A lot of people have been saying that the idea of doing what you love, following your passion, is actually a negative thing. It sets you up for failure. Of course, a select few in the world are the rare exception, but most likely you’ll end up disappointed, working a job that does what it needs to, slogging through life until you die. This is what they are saying that following your passion will do to you.
I’m writing this to tell you that there is no rare exception. Either a person becomes successful doing what they are passionate about or they fail, and chances are, the majority who fail weren’t all that passionate about it to begin with. The reason this idea that following your passion will leave you broken is, in my opinion, because passion is being confused with interest.
An interest is defined as a few different things, but in this context, it means “a subject about which one is concerned or enthusiastic”. To be enthusiastic is to find intense enjoyment, interest, or approval in something. From childhood, we develop interests. We either pursue them or let them die. The ones we pursue grow. As we mature and move into adulthood, they either dictate our path and come into full bloom, or they don’t, and they either diminish or die like the rest. This is interest. An interest pursued can lead to personal and professional reward when nurtured, and yes, this is a good thing.
Passion means: 1) strong and barely controllable emotion
2) the suffering and death of Jesus
Passion is something that requires everything you’ve got to contain it. Passion is something you willingly walk twenty miles, barefoot, in the snow, uphill both ways for and don’t complain. Passion is something that, for better or for worse, you just can’t live without. It’s getting-nailed-to-the-cross-for-it serious. Now, whether you believe in Jesus doesn’t matter. The point is made. This is something that transcends a career, a job, a hobby, a favorite pastime, or even an addiction.
The reason that passion gets so confused with interest is because it is misunderstood to be the pursuit of a thing or a vocation. Consider this, however:
If the only thing Billy wants to do is be a film director as great as Spielberg, it’s not because he is passionate about directing. It’s because he’s passionate about creating something that impacts other people in the way Spielberg’s films impacted him. In that sense, he doesn’t have to be a director to succeed and find fulfillment. He just needs to be involved in making films.
If all Jane wants is to be a neurosurgeon, she won’t become one if it’s just for the title or the salary. She will become a neurosurgeon because she is passionate about understanding neurology; how different things affect the nervous system, the human body, and everyday life; and in turn how she herself might contribute to the field. She doesn’t have to be a neurosurgeon to find fulfillment, however. All she needs to do is be involved in that field of study and work.
Have you ever wondered how some people work in what are equated to menial jobs yet are still so happy?

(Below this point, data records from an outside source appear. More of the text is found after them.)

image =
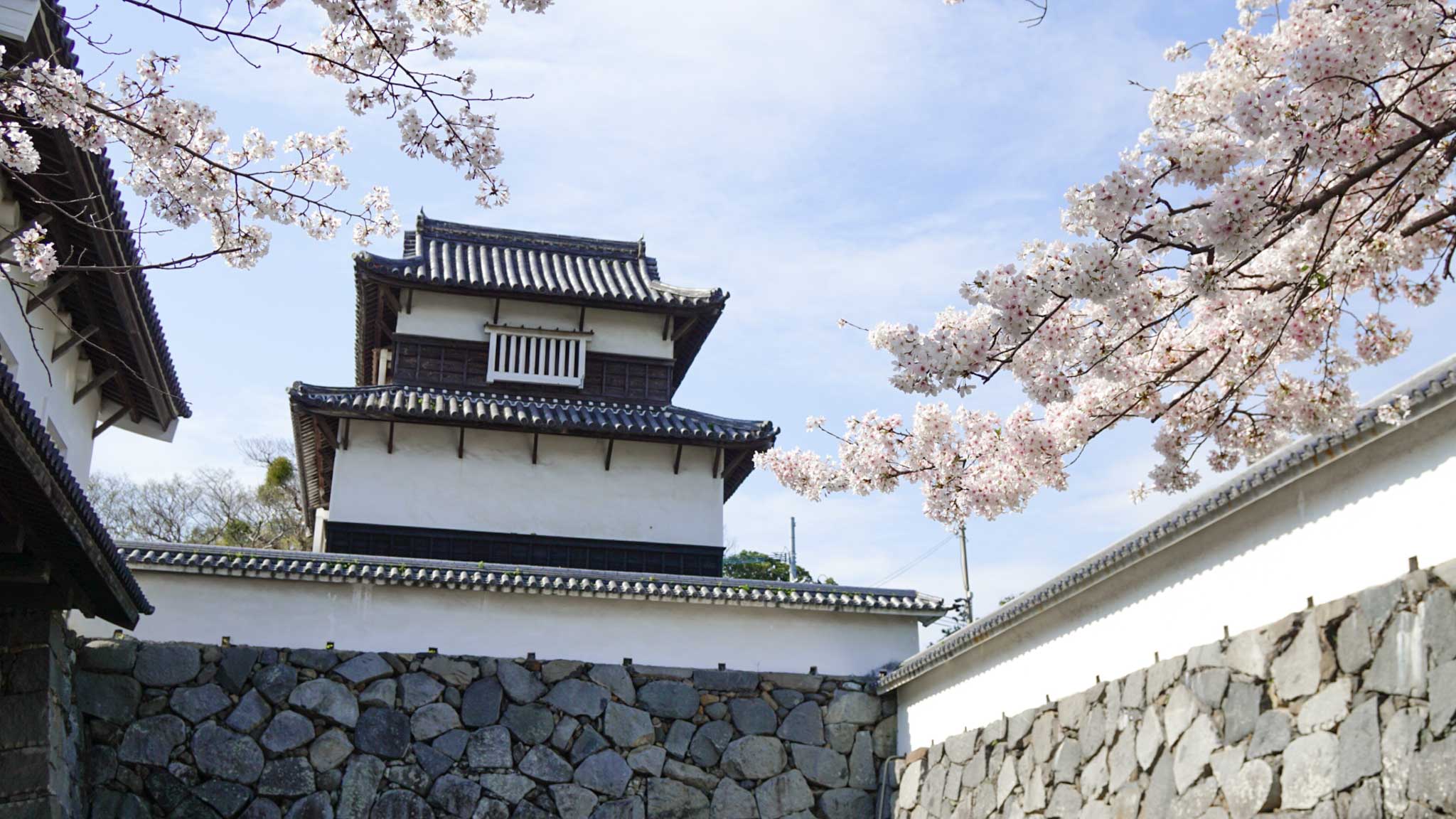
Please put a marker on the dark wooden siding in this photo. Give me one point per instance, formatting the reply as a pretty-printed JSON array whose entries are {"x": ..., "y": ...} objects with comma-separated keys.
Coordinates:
[
  {"x": 461, "y": 365},
  {"x": 523, "y": 550}
]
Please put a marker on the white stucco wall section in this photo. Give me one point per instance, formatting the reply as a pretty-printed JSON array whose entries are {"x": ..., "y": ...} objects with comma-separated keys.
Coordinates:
[
  {"x": 453, "y": 315},
  {"x": 1328, "y": 534},
  {"x": 397, "y": 619},
  {"x": 497, "y": 488}
]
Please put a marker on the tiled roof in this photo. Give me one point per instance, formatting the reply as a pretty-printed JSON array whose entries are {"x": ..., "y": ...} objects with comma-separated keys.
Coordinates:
[
  {"x": 496, "y": 261},
  {"x": 53, "y": 500},
  {"x": 525, "y": 579},
  {"x": 1428, "y": 392}
]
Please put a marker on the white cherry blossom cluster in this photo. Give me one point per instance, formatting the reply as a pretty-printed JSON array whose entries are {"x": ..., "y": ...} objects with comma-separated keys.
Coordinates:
[{"x": 1224, "y": 282}]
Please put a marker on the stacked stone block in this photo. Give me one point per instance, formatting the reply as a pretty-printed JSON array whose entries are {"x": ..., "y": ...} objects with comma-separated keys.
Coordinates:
[
  {"x": 1343, "y": 710},
  {"x": 210, "y": 732}
]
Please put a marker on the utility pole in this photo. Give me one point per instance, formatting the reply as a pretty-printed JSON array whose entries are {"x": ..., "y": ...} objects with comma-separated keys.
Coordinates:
[{"x": 794, "y": 552}]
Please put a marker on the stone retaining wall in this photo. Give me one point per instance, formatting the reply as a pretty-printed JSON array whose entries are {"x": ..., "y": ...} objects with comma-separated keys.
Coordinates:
[
  {"x": 207, "y": 732},
  {"x": 1343, "y": 710}
]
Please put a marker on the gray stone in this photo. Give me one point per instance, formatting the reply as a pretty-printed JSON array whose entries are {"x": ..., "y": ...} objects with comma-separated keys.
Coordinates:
[
  {"x": 710, "y": 742},
  {"x": 604, "y": 773},
  {"x": 668, "y": 698},
  {"x": 1310, "y": 770},
  {"x": 220, "y": 752},
  {"x": 312, "y": 806},
  {"x": 854, "y": 707},
  {"x": 451, "y": 670},
  {"x": 108, "y": 655},
  {"x": 1433, "y": 777},
  {"x": 822, "y": 766},
  {"x": 365, "y": 668},
  {"x": 572, "y": 802},
  {"x": 530, "y": 723},
  {"x": 587, "y": 744},
  {"x": 1359, "y": 745},
  {"x": 229, "y": 799},
  {"x": 629, "y": 808},
  {"x": 719, "y": 680},
  {"x": 382, "y": 732},
  {"x": 401, "y": 805},
  {"x": 276, "y": 682},
  {"x": 679, "y": 737},
  {"x": 286, "y": 732},
  {"x": 250, "y": 713},
  {"x": 753, "y": 758},
  {"x": 379, "y": 694},
  {"x": 331, "y": 749},
  {"x": 668, "y": 799},
  {"x": 360, "y": 784},
  {"x": 1193, "y": 751},
  {"x": 150, "y": 741},
  {"x": 846, "y": 803},
  {"x": 689, "y": 774},
  {"x": 433, "y": 720},
  {"x": 290, "y": 776},
  {"x": 316, "y": 659},
  {"x": 783, "y": 795},
  {"x": 1400, "y": 662},
  {"x": 751, "y": 714},
  {"x": 481, "y": 705},
  {"x": 455, "y": 796},
  {"x": 1271, "y": 734},
  {"x": 108, "y": 695},
  {"x": 545, "y": 766},
  {"x": 519, "y": 682},
  {"x": 579, "y": 697},
  {"x": 164, "y": 665},
  {"x": 328, "y": 700},
  {"x": 733, "y": 802},
  {"x": 862, "y": 764},
  {"x": 417, "y": 690},
  {"x": 647, "y": 759},
  {"x": 626, "y": 726},
  {"x": 615, "y": 680}
]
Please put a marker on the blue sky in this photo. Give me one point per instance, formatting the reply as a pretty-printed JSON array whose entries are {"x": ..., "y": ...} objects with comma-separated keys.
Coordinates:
[{"x": 819, "y": 159}]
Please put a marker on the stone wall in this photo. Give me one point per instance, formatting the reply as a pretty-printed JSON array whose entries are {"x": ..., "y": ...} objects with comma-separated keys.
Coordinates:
[
  {"x": 40, "y": 726},
  {"x": 205, "y": 732},
  {"x": 1343, "y": 710}
]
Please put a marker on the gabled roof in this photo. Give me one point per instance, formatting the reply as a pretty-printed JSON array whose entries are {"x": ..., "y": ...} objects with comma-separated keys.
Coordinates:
[
  {"x": 519, "y": 264},
  {"x": 516, "y": 413},
  {"x": 526, "y": 579},
  {"x": 65, "y": 544},
  {"x": 117, "y": 309},
  {"x": 1428, "y": 392}
]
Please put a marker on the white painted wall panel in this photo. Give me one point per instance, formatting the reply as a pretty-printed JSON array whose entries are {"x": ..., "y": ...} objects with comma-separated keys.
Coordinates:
[
  {"x": 401, "y": 619},
  {"x": 497, "y": 488},
  {"x": 1332, "y": 532},
  {"x": 453, "y": 315}
]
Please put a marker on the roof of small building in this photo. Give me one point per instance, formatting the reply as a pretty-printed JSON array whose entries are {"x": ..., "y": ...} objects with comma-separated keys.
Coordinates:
[
  {"x": 60, "y": 527},
  {"x": 525, "y": 579},
  {"x": 1426, "y": 392},
  {"x": 519, "y": 264},
  {"x": 518, "y": 413}
]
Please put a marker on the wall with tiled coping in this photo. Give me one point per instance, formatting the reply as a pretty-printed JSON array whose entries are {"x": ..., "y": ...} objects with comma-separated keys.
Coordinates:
[
  {"x": 1343, "y": 710},
  {"x": 222, "y": 732}
]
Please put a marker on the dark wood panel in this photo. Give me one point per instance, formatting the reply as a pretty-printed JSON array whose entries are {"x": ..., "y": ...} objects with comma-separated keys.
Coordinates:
[
  {"x": 461, "y": 365},
  {"x": 523, "y": 550}
]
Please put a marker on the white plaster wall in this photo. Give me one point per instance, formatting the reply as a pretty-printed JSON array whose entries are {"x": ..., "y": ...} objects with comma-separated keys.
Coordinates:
[
  {"x": 497, "y": 488},
  {"x": 1340, "y": 530},
  {"x": 402, "y": 619},
  {"x": 453, "y": 315}
]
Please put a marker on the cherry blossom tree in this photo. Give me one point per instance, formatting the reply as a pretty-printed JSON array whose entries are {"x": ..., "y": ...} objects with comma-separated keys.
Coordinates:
[
  {"x": 1224, "y": 282},
  {"x": 392, "y": 59}
]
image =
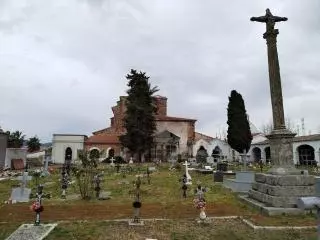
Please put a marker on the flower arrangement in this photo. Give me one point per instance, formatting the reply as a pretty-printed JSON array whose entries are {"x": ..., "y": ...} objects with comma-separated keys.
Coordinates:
[
  {"x": 136, "y": 204},
  {"x": 199, "y": 203},
  {"x": 36, "y": 207}
]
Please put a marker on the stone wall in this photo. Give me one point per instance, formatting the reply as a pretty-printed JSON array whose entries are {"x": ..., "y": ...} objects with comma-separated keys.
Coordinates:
[
  {"x": 61, "y": 142},
  {"x": 181, "y": 129},
  {"x": 15, "y": 153},
  {"x": 3, "y": 146}
]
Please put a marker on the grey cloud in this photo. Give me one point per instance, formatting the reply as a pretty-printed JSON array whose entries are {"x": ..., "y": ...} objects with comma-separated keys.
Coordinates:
[{"x": 68, "y": 60}]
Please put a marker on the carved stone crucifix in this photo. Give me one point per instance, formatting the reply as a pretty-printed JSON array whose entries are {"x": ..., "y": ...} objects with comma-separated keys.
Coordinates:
[{"x": 274, "y": 70}]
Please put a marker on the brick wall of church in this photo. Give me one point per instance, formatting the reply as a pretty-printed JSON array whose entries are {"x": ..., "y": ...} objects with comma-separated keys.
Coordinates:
[
  {"x": 120, "y": 109},
  {"x": 161, "y": 103}
]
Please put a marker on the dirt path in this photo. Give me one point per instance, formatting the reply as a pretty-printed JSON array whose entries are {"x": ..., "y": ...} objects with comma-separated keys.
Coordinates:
[{"x": 22, "y": 213}]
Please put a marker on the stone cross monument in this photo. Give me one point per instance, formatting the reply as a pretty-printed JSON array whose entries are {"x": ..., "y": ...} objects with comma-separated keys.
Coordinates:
[
  {"x": 277, "y": 191},
  {"x": 280, "y": 138}
]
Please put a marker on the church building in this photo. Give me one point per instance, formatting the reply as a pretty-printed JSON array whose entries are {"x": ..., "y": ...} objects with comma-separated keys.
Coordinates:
[{"x": 174, "y": 135}]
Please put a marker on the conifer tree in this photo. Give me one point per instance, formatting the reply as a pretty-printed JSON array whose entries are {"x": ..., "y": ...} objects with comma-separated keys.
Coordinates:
[
  {"x": 139, "y": 120},
  {"x": 239, "y": 133}
]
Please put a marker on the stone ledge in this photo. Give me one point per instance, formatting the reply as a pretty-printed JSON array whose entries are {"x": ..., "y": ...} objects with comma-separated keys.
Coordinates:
[
  {"x": 285, "y": 180},
  {"x": 270, "y": 211},
  {"x": 30, "y": 231},
  {"x": 273, "y": 201},
  {"x": 294, "y": 191}
]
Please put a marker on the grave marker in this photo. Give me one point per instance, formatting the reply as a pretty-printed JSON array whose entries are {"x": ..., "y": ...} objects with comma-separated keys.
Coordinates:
[{"x": 22, "y": 193}]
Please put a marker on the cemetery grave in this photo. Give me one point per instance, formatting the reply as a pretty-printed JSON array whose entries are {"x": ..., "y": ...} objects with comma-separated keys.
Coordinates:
[{"x": 162, "y": 199}]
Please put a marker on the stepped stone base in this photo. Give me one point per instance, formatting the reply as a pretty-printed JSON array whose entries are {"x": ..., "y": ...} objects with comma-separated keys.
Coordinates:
[
  {"x": 242, "y": 183},
  {"x": 270, "y": 211},
  {"x": 281, "y": 191}
]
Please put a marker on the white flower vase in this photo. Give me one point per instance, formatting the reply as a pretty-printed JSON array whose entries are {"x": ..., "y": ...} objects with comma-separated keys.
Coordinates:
[{"x": 202, "y": 215}]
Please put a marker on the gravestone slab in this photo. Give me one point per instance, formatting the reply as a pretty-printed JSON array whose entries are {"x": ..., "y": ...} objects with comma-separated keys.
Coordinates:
[
  {"x": 105, "y": 195},
  {"x": 32, "y": 232},
  {"x": 22, "y": 194}
]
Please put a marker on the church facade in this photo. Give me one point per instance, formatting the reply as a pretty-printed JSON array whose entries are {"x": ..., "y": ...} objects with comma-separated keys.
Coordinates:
[{"x": 174, "y": 135}]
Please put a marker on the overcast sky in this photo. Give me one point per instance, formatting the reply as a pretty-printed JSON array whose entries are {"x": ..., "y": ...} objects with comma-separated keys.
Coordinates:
[{"x": 63, "y": 62}]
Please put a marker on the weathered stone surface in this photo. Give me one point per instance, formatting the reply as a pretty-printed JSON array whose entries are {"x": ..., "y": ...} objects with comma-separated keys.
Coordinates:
[
  {"x": 298, "y": 191},
  {"x": 260, "y": 177},
  {"x": 285, "y": 180},
  {"x": 273, "y": 201},
  {"x": 290, "y": 180}
]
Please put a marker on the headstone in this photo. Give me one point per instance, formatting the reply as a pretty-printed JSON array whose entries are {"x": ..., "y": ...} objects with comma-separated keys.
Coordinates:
[
  {"x": 221, "y": 166},
  {"x": 189, "y": 179},
  {"x": 37, "y": 206},
  {"x": 3, "y": 147},
  {"x": 218, "y": 176},
  {"x": 210, "y": 160},
  {"x": 136, "y": 206},
  {"x": 97, "y": 187},
  {"x": 112, "y": 164},
  {"x": 45, "y": 171},
  {"x": 184, "y": 186},
  {"x": 22, "y": 193},
  {"x": 64, "y": 183},
  {"x": 30, "y": 231}
]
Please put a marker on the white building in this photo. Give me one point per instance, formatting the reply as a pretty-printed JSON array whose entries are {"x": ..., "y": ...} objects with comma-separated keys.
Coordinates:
[
  {"x": 306, "y": 149},
  {"x": 65, "y": 147}
]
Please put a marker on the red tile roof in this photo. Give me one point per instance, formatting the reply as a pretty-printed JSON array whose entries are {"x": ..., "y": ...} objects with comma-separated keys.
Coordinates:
[
  {"x": 103, "y": 139},
  {"x": 199, "y": 136},
  {"x": 173, "y": 119}
]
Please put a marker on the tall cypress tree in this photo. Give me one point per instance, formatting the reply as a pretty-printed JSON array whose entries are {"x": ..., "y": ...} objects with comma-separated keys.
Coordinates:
[
  {"x": 239, "y": 133},
  {"x": 139, "y": 120}
]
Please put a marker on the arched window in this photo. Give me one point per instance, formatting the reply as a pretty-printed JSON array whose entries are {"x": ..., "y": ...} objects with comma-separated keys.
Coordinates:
[
  {"x": 256, "y": 152},
  {"x": 94, "y": 154},
  {"x": 268, "y": 154},
  {"x": 306, "y": 155},
  {"x": 111, "y": 152},
  {"x": 68, "y": 155}
]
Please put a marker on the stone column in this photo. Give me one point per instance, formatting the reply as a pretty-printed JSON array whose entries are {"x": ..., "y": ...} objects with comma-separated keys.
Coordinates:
[
  {"x": 280, "y": 138},
  {"x": 317, "y": 156},
  {"x": 263, "y": 155}
]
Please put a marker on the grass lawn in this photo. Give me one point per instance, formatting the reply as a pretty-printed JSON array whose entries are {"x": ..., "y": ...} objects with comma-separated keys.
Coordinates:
[
  {"x": 163, "y": 230},
  {"x": 161, "y": 199}
]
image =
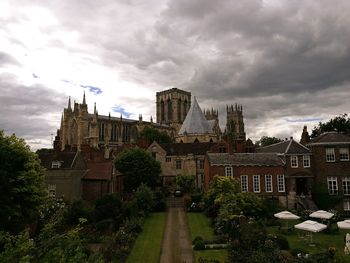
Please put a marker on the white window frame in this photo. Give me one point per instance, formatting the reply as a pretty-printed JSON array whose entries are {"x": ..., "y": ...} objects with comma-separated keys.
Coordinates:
[
  {"x": 256, "y": 183},
  {"x": 244, "y": 183},
  {"x": 51, "y": 188},
  {"x": 332, "y": 184},
  {"x": 268, "y": 183},
  {"x": 281, "y": 186},
  {"x": 229, "y": 171},
  {"x": 294, "y": 161},
  {"x": 330, "y": 155},
  {"x": 178, "y": 164},
  {"x": 344, "y": 154},
  {"x": 56, "y": 164},
  {"x": 306, "y": 161},
  {"x": 346, "y": 205},
  {"x": 346, "y": 185}
]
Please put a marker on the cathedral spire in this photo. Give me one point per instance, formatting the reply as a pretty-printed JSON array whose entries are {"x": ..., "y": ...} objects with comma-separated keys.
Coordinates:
[
  {"x": 69, "y": 104},
  {"x": 84, "y": 100}
]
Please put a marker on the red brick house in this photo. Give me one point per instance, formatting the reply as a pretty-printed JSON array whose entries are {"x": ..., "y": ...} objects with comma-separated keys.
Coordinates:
[
  {"x": 298, "y": 170},
  {"x": 331, "y": 164},
  {"x": 260, "y": 173}
]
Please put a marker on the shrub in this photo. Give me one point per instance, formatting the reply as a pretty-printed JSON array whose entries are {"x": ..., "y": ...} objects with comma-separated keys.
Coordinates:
[
  {"x": 198, "y": 243},
  {"x": 282, "y": 242},
  {"x": 77, "y": 210},
  {"x": 104, "y": 225},
  {"x": 298, "y": 250}
]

Because they are following their passion of service and humility, of being that person who is taking care of the little things that make other people’s lives easier, of maybe bringing a smile to someone else’s face.
It must be understood that passion can manifest itself in different ways. It has nothing to do with jobs, with salaries, promotions, titles, degrees, or anything else. There are many people out there who would like you to believe otherwise and will tell you their horror stories of following their passion and how it didn’t work out for them. Unfortunately, many people believe them and choose to not pursue what they’re passionate about. “It’s not going to happen, so why even try?” “It’s not working for other people, so why should I think I’m special?”
It’s a sad story to walk away from passion, and it’s unlikely that most people know when they’re doing it. They’re probably only doing what’s expected of them. But convention is the death of passion. If you want a life that’s different, you must live it differently. There is a reason why people who pursue their passions tell you to do the same. There is a reason why the naysayers of passion will tell you to forget it.
The bottom line is that passion is something that exists within each person. It is not the byproduct of developing a skill or simply doing what you’re good at. At the same rate, you don’t have to pursue it to find happiness. However, if you want something that makes you excited to get out of bed each morning, if you want something that inspires you to improve yourself, if you want something that assures you of your purpose by its sheer existence, if you want fulfillment, without apology and without compromise follow your passion.